У самой воды, словно специально для них двоих, росла густая зеленая травка, и на этот бархатный ковер Стоун опустил девушку. С минуту он просто лежал рядом, опираясь на локоть, и не мог наглядеться, потом прикосновения и ласки возобновились. На этот раз Тэра отдавалась им покорно, чувствуя, как исчезает напряжение дня, как она раскрывается для большей близости. Дурманящий, завораживающий шепот звучал не столько в ее ушах, сколько в затуманенном сознании, и она заново узнавала о том, как прекрасна и как желанна.

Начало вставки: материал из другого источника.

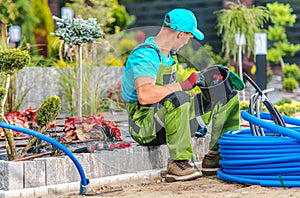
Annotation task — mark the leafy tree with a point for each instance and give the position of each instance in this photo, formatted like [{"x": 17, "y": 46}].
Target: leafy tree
[
  {"x": 281, "y": 16},
  {"x": 10, "y": 61},
  {"x": 44, "y": 26},
  {"x": 243, "y": 21},
  {"x": 113, "y": 16}
]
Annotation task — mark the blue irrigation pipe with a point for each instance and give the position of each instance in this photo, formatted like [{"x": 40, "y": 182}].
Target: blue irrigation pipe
[
  {"x": 84, "y": 181},
  {"x": 270, "y": 160}
]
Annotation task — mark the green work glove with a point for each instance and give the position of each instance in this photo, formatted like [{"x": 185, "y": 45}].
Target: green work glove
[{"x": 235, "y": 81}]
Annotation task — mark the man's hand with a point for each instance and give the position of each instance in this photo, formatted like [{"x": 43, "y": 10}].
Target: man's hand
[{"x": 195, "y": 79}]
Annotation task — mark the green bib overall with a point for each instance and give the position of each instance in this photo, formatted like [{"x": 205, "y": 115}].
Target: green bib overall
[{"x": 174, "y": 119}]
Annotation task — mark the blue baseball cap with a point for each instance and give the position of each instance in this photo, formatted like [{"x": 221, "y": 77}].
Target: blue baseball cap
[{"x": 183, "y": 20}]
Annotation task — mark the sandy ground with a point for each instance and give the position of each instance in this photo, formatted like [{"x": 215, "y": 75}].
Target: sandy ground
[{"x": 204, "y": 187}]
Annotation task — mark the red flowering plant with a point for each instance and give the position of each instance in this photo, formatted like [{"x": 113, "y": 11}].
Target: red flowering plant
[{"x": 91, "y": 128}]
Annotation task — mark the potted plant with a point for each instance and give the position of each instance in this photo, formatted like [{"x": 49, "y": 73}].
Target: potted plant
[
  {"x": 77, "y": 31},
  {"x": 241, "y": 23}
]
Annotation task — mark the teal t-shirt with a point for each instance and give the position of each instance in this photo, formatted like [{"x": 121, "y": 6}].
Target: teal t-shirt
[{"x": 143, "y": 61}]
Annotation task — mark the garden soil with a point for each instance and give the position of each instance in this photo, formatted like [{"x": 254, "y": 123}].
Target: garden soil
[{"x": 204, "y": 187}]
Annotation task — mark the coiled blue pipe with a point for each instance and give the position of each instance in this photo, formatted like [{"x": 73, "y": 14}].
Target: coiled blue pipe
[
  {"x": 271, "y": 160},
  {"x": 84, "y": 181}
]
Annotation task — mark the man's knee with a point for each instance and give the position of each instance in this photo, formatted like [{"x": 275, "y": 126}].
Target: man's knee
[{"x": 177, "y": 98}]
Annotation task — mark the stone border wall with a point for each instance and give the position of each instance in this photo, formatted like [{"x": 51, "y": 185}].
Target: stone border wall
[{"x": 48, "y": 171}]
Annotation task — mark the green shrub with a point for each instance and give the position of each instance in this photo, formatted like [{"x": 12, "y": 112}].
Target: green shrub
[
  {"x": 48, "y": 111},
  {"x": 291, "y": 71},
  {"x": 13, "y": 59},
  {"x": 289, "y": 84},
  {"x": 284, "y": 101}
]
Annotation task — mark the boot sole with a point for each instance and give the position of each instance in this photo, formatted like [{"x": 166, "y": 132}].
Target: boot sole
[
  {"x": 209, "y": 171},
  {"x": 173, "y": 178}
]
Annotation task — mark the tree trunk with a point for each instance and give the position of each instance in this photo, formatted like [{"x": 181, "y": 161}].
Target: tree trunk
[
  {"x": 4, "y": 33},
  {"x": 80, "y": 81}
]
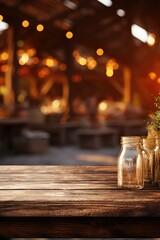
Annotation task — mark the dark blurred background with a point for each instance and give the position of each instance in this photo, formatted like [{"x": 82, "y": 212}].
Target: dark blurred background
[{"x": 86, "y": 63}]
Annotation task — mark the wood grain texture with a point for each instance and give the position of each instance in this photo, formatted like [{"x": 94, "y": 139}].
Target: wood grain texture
[
  {"x": 71, "y": 192},
  {"x": 80, "y": 227}
]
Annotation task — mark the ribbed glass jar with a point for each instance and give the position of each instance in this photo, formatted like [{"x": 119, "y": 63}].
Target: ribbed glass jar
[
  {"x": 157, "y": 162},
  {"x": 130, "y": 163},
  {"x": 148, "y": 145}
]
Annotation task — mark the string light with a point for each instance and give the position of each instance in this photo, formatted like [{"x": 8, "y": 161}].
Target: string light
[
  {"x": 99, "y": 51},
  {"x": 69, "y": 34},
  {"x": 40, "y": 27},
  {"x": 25, "y": 23},
  {"x": 1, "y": 18}
]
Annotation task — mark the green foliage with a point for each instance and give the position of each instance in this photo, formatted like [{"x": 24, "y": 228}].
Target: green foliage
[{"x": 153, "y": 126}]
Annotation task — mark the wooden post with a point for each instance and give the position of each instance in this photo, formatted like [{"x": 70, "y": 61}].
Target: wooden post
[
  {"x": 69, "y": 73},
  {"x": 127, "y": 85},
  {"x": 9, "y": 97}
]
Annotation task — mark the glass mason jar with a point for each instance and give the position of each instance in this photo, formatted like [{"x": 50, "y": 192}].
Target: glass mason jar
[
  {"x": 157, "y": 162},
  {"x": 148, "y": 145},
  {"x": 130, "y": 163}
]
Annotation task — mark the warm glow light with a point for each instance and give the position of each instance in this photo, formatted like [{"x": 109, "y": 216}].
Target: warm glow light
[
  {"x": 56, "y": 106},
  {"x": 35, "y": 60},
  {"x": 82, "y": 61},
  {"x": 50, "y": 62},
  {"x": 3, "y": 26},
  {"x": 62, "y": 67},
  {"x": 151, "y": 39},
  {"x": 31, "y": 52},
  {"x": 20, "y": 43},
  {"x": 91, "y": 63},
  {"x": 40, "y": 27},
  {"x": 139, "y": 32},
  {"x": 107, "y": 3},
  {"x": 24, "y": 59},
  {"x": 152, "y": 75},
  {"x": 69, "y": 34},
  {"x": 158, "y": 80},
  {"x": 70, "y": 4},
  {"x": 1, "y": 18},
  {"x": 102, "y": 107},
  {"x": 4, "y": 56},
  {"x": 3, "y": 90},
  {"x": 120, "y": 12},
  {"x": 75, "y": 53},
  {"x": 4, "y": 68},
  {"x": 25, "y": 23},
  {"x": 109, "y": 71},
  {"x": 99, "y": 51}
]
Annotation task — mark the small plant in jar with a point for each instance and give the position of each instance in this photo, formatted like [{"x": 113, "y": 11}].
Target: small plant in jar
[{"x": 153, "y": 127}]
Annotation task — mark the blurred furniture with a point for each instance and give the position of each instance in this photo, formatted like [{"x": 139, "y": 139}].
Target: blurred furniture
[
  {"x": 128, "y": 127},
  {"x": 94, "y": 138},
  {"x": 9, "y": 128},
  {"x": 74, "y": 201},
  {"x": 60, "y": 133},
  {"x": 34, "y": 142}
]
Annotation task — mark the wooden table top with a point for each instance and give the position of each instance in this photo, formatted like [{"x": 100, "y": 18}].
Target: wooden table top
[{"x": 72, "y": 191}]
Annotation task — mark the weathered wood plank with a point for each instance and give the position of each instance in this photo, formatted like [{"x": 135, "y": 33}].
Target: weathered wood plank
[
  {"x": 58, "y": 169},
  {"x": 73, "y": 203},
  {"x": 97, "y": 227},
  {"x": 61, "y": 198}
]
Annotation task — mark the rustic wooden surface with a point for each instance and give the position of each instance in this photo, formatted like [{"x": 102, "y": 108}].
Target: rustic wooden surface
[{"x": 67, "y": 196}]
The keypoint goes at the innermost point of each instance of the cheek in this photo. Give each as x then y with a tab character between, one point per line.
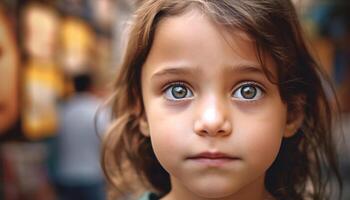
168	136
261	141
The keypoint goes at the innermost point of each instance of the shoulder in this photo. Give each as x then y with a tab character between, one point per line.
149	196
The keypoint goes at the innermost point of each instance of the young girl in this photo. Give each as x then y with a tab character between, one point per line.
220	100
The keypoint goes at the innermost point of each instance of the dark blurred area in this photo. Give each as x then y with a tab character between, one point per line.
57	61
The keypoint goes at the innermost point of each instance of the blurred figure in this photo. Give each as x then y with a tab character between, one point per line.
78	174
9	63
43	80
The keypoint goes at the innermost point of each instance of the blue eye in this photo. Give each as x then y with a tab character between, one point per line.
248	92
178	91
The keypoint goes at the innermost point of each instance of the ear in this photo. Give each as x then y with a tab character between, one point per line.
293	125
295	117
144	128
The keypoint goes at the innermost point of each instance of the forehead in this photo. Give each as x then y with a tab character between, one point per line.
194	36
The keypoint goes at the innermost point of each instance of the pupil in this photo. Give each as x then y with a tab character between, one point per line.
179	92
248	92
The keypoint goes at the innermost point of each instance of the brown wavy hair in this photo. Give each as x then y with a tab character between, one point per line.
306	161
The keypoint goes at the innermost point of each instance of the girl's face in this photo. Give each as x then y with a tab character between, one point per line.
215	121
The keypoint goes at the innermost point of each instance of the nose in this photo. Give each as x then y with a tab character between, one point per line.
213	119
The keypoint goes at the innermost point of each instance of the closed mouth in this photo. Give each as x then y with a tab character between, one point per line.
213	156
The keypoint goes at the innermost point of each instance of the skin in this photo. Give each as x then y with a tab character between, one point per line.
212	66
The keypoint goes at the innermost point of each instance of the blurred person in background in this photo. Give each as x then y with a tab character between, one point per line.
77	173
9	63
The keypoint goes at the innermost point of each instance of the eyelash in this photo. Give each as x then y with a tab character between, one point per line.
174	84
260	90
257	86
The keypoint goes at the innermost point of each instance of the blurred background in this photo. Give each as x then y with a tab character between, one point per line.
57	62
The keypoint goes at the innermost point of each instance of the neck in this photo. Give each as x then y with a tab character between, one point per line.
253	191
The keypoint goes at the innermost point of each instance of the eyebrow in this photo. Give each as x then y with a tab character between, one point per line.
185	70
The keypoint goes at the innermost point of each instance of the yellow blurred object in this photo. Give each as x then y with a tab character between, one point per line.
43	85
41	25
9	63
43	81
77	41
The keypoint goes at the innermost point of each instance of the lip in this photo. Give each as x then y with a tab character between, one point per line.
213	159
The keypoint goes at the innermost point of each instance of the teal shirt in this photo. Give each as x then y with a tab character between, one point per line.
149	196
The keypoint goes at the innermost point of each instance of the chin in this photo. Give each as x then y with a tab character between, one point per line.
214	191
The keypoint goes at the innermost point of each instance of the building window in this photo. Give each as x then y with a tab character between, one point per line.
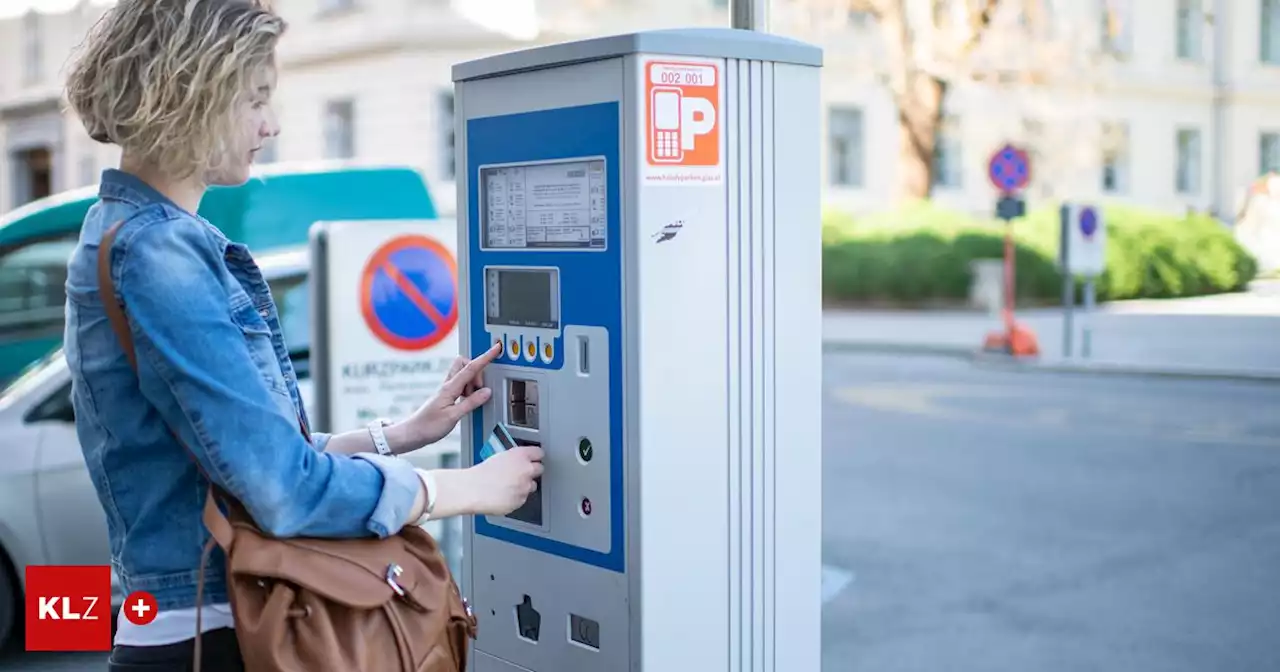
1188	160
949	155
32	60
329	7
87	169
269	154
1269	152
1269	42
448	142
339	129
1189	23
1115	158
1116	36
845	150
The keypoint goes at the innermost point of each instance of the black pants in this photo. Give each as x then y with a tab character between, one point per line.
219	653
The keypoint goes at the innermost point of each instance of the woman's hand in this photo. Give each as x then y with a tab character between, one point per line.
461	393
504	481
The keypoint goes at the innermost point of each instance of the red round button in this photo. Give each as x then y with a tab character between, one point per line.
140	607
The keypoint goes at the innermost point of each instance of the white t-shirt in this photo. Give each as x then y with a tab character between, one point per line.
172	626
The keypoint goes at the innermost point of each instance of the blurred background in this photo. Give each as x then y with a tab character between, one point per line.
1106	508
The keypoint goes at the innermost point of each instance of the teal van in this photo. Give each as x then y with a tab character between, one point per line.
273	210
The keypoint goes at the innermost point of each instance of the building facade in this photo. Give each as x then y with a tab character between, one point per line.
1183	113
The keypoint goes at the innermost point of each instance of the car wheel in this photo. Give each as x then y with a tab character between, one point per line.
8	602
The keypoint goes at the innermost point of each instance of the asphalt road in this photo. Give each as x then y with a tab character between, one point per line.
992	521
1011	521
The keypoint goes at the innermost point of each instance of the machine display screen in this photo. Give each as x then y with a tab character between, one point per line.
543	205
522	297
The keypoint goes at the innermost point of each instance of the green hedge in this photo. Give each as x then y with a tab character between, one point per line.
922	254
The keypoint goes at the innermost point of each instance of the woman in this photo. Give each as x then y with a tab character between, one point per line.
184	88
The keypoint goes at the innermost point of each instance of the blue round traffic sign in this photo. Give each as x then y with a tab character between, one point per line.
408	292
1010	169
1088	222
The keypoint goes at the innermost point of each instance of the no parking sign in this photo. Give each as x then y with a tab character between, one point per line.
408	292
384	329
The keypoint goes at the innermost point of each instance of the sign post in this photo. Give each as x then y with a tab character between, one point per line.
1084	240
1010	170
384	307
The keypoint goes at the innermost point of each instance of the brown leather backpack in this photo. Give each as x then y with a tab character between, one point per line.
324	604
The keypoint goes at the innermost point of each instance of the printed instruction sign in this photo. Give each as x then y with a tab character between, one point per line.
387	319
682	122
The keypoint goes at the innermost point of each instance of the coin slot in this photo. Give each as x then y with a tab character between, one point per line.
522	403
584	631
584	360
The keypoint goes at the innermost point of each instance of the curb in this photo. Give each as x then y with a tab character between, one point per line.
1004	362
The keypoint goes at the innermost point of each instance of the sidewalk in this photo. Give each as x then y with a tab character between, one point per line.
1234	336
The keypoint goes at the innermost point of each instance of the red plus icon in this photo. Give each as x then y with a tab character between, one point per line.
140	607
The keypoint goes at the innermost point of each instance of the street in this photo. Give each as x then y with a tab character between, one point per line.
1001	521
993	521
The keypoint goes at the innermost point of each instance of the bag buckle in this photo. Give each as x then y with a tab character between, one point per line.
392	572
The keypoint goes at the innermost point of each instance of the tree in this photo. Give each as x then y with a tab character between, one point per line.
927	46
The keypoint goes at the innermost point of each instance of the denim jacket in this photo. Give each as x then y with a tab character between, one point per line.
213	366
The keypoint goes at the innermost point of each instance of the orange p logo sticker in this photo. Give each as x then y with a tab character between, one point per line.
682	124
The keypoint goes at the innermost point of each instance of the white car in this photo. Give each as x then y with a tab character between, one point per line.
49	510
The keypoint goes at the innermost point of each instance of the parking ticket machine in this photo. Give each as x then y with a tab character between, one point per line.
639	228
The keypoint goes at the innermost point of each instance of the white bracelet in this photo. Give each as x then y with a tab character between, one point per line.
428	479
375	432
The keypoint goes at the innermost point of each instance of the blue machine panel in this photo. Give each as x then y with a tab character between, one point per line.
589	279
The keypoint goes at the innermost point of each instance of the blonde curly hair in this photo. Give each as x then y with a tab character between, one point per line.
164	78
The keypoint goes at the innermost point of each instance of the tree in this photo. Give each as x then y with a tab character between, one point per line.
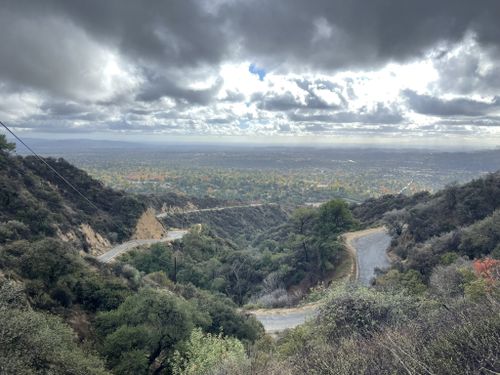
210	354
38	343
334	217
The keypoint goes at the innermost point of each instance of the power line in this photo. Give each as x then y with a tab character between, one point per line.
50	167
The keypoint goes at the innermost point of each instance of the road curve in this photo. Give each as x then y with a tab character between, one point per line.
129	245
368	247
214	209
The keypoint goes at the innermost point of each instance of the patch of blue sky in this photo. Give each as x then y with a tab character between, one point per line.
254	69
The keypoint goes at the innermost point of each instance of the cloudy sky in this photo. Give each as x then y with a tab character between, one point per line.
401	72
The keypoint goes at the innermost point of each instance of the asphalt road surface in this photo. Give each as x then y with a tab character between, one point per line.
129	245
214	209
371	254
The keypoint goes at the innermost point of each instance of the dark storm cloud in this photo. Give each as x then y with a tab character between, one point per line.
41	46
429	105
159	86
345	33
379	115
464	73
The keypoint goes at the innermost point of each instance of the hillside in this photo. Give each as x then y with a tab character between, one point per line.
36	203
62	312
457	221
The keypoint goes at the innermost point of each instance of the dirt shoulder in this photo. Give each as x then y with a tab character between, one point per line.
349	239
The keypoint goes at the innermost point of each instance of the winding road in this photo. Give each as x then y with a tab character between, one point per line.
368	247
129	245
214	209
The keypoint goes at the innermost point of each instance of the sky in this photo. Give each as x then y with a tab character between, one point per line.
387	72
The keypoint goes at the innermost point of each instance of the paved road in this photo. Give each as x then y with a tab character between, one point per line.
277	320
371	254
165	214
127	246
370	246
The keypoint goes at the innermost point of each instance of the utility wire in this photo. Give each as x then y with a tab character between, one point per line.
50	167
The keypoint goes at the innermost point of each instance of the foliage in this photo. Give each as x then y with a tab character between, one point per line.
206	354
362	332
38	343
36	203
150	322
56	277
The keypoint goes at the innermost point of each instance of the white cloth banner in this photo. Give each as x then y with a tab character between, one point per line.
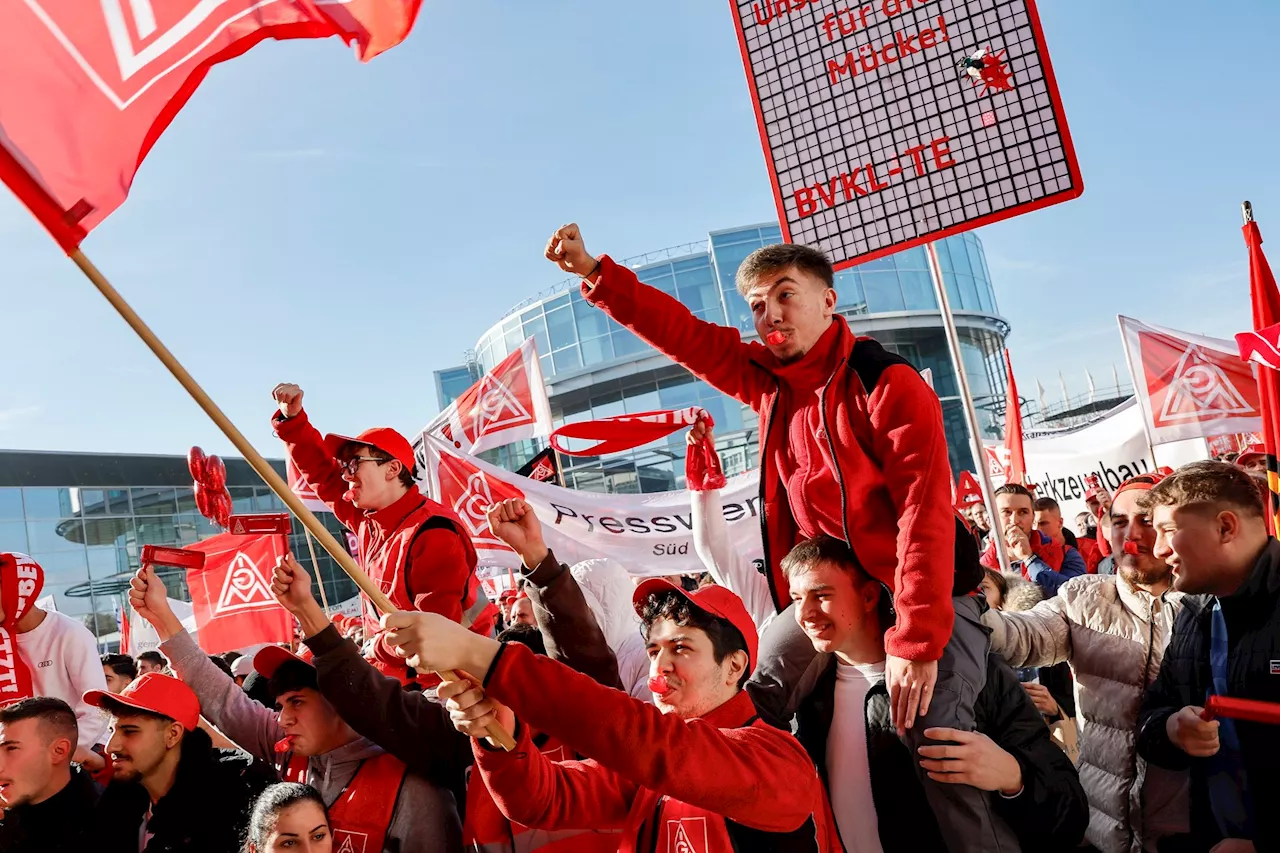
1115	448
649	534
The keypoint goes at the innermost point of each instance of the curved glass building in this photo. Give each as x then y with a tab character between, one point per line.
594	368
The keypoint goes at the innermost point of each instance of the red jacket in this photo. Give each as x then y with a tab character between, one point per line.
415	550
720	780
883	437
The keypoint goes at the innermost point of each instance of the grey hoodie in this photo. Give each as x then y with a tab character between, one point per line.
425	817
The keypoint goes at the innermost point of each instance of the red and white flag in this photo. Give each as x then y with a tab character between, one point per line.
232	594
300	487
507	405
1261	346
91	85
1189	386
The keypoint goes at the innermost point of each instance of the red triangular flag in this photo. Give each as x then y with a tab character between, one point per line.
1266	314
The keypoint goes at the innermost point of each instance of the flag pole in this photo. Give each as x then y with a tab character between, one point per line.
979	452
315	568
277	484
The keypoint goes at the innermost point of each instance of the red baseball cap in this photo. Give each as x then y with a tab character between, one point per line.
384	438
714	600
269	658
156	693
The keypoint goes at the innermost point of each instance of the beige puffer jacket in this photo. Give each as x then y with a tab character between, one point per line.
1114	637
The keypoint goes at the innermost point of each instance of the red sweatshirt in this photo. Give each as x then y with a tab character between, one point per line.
873	428
415	550
723	778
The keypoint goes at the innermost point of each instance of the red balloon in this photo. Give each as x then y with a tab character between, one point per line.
215	473
202	501
196	460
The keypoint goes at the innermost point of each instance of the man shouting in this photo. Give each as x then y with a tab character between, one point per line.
851	446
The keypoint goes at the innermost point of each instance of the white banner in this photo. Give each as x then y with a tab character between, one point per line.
1115	448
650	534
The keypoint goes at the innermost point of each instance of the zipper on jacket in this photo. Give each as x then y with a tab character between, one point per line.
764	525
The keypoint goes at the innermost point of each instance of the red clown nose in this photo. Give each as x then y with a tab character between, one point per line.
658	684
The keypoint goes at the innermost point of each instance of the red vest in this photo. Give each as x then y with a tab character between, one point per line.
362	813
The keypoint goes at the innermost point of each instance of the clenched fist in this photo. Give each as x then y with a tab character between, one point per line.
567	251
289	397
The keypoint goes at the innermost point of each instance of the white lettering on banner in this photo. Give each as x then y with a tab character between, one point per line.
243	588
1201	388
649	534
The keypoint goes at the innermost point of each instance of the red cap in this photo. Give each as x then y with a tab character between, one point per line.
156	693
269	658
384	438
714	600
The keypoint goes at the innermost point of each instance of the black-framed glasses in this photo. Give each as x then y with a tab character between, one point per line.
351	465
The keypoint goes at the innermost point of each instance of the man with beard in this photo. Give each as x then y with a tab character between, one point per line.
1112	630
46	802
1211	528
172	789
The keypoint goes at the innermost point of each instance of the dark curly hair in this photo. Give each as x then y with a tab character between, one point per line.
675	606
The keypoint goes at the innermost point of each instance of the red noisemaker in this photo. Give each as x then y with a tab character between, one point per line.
1251	710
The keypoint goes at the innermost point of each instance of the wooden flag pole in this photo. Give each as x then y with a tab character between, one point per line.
315	568
309	520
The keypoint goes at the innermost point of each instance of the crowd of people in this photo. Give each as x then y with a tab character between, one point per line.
883	683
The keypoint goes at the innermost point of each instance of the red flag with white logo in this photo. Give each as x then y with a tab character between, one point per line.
507	405
1266	315
304	489
1015	469
232	594
1189	386
91	85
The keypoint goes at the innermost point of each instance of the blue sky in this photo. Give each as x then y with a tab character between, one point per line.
355	227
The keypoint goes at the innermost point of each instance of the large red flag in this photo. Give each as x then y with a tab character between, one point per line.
1016	465
91	85
232	594
1266	313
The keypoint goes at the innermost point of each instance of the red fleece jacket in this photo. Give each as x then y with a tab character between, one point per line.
421	569
873	424
647	769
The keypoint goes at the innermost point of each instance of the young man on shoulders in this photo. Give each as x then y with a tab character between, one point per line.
416	550
698	770
851	446
1210	527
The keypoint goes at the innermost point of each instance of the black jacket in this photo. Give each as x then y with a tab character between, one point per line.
206	810
56	825
1253	673
1051	813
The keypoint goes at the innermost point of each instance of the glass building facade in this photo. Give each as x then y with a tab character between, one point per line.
594	368
85	518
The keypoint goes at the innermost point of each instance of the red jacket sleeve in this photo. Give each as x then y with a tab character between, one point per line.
720	770
912	447
305	446
533	790
712	352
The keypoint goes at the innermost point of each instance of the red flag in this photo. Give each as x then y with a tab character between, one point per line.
1016	471
232	594
507	405
1266	313
100	81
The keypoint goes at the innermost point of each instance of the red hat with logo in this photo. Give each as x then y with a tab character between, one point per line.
713	600
156	693
384	438
1249	452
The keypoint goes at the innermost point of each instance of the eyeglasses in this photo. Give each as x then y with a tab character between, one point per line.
351	465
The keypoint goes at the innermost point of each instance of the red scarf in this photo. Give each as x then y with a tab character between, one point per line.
21	582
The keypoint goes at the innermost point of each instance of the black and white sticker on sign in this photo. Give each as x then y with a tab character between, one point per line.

Во время этой чудесной прелюдии Тэра была совершенно спокойна и даже счастлива. Так легко было погрузиться в шепот, как в омут, потерять себя совершенно, поверить в то, что все будет хорошо, что Стоун, как чародей, заставит рассеяться все ее страхи. Одновременно в ней нарастал жар, кровь быстрее бежала в жилах — это крепло желание, готовясь вырваться на свободу и завладеть ею, но пока вес еще кроткое и покорное. Сильные и ловкие, смуглые пальцы скользили по телу девушки, повторяя его изгибы, находя чувствительные уголки, дразня и волнуя. Все, что с таким трудом было подавлено, раскрывалось, обретало новую жизнь точно так же, как поникшая трава поднимается после живительного ливня. Мало-помалу с губ Тэры начали срываться тихие стоны, она выгибалась навстречу ласкающим рукам, которые ни на мгновение не прекращали своих сладостных блужданий. Она все еще была одурманена, но уже смутно желала дикого самозабвения полной близости.
— Те quiero…
Что это могло значить? Держа Тэру в объятиях, Стоун нередко забывался и переходил на испанский. Да и не все ли равно, что это были за слова, если они сопровождали столь упоительные ласки?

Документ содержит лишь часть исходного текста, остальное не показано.